In an effort to stabilize the industry and provide a much-needed boost to sales amid the economic distress caused by the pandemic, automakers are quickly putting together car payment programs to assist consumers looking to buy a vehicle who may be experiencing their own financial woes.
Programs include a number of different relief options, with Hyundai Motor America offering to make up to six months of payments for new vehicle owners who find themselves out of work and have purchased or leased their vehicle between March 14 and April 30. General Motors is offering buyers who meet certain criteria deferred payments for up to 120 days and interest-free financing for 84 months. Ford is offering a variety of incentives that would see buyers not having to make any payments for the first six months on eligible models.
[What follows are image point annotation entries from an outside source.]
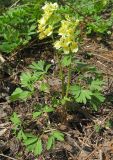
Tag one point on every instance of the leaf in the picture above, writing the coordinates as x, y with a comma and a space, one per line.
27, 80
50, 142
58, 135
48, 109
39, 66
81, 95
47, 67
36, 114
38, 148
99, 96
30, 141
21, 135
96, 85
44, 87
15, 119
66, 60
Other automakers who have announced coronavirus-related car payment programs include Fiat Chrysler Automobiles, American Honda, Kia Motors America, Nissan North America, Toyota Motor Sales U.S.A, and Volkswagen of America. Other manufacturers are said to be looking to follow suit as well, reports say.
In addition, consumers are being advised to contact their lending institutions directly to see if they are offering any opportunities to amend or defer payments while the current national health crisis continues.
However, news that stay-at-home ordinances will likely be eased in May in an effort to return citizens to life as normal – and help the economy recover – means that April is likely to be as bad as it gets in terms of new vehicle sales, with the only way being up from there. The incentives that dealerships and manufacturers are offering should help to drive business their way and give sales a boost in May and June, as some of the deals being offered are the best in years.
But experts caution that opening up the country too quickly could almost certainly result in a second coronavirus outbreak, followed by yet another extended period of quarantine that is sure to do as much, if not more damage to the economy – including auto sales – than the first.